So, if you’re longing for the fluidity and freedom you can only find in a pool, what’s the best way to get started? Here are a few simple things that can make your swimming easier and more productive. You’ll be speeding down the pool in no time.
• Face your fears. You’re not alone. Most people are afraid of the water:
It’s a fact. I confess that even though I practically lived in Lake Michigan as a child, and did a mean breaststroke, the idea of donning goggles and a Speedo and promenading around the deck of my health-club pool terrified me. To ease my anxiety and motivate myself I went incognito by hightailing it to a pool (several suburbs away). There, I signed up for private lessons with a coach, explaining to him that I was too afraid and perhaps I should race back to the security of the step machine (and clothes). I unfortunately had already announced to friends that I was going to attempt a triathlon that coming summer, so I was counting on the swim coach to declare me an extremely unfit swimmer and therefore unable to compete. Instead, he told me to shut up and get wet. “Everybody’s afraid,” he barked. Five hours and four pairs of goggles later, my soggy self could swim again.

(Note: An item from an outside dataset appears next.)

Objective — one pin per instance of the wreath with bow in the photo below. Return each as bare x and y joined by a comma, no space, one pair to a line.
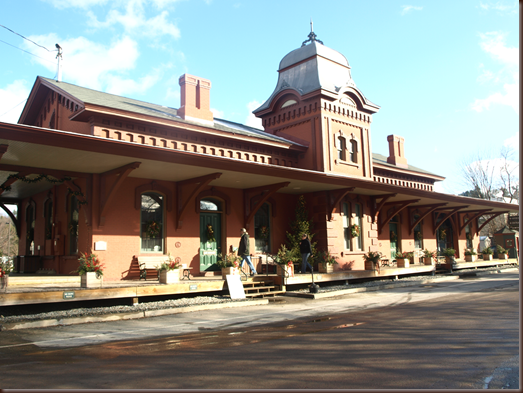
210,233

• Start with the basics. The best way to start is to sign up for a refresher course in the basics or check out this YouTube swimming lesson:
• Just breathe. Practice your breathing during swimming. After you’ve done some gliding, try going on your side and getting some breathing practice. Breathing is the key to a successful stroke, and the more time you can spend perfecting it, the better.
• Gear up: Choose your swim gear carefully. Go to a decent sports shop and get some advice on what you should wear. Wear goggles (shaded if you’re swimming outside in the summer glare), a swimming cap (chlorine wrecks your color and makes your scalp flake), which keeps your hair out of your face.
• Swim, swim and swim some more. The only way to swim is to dive in.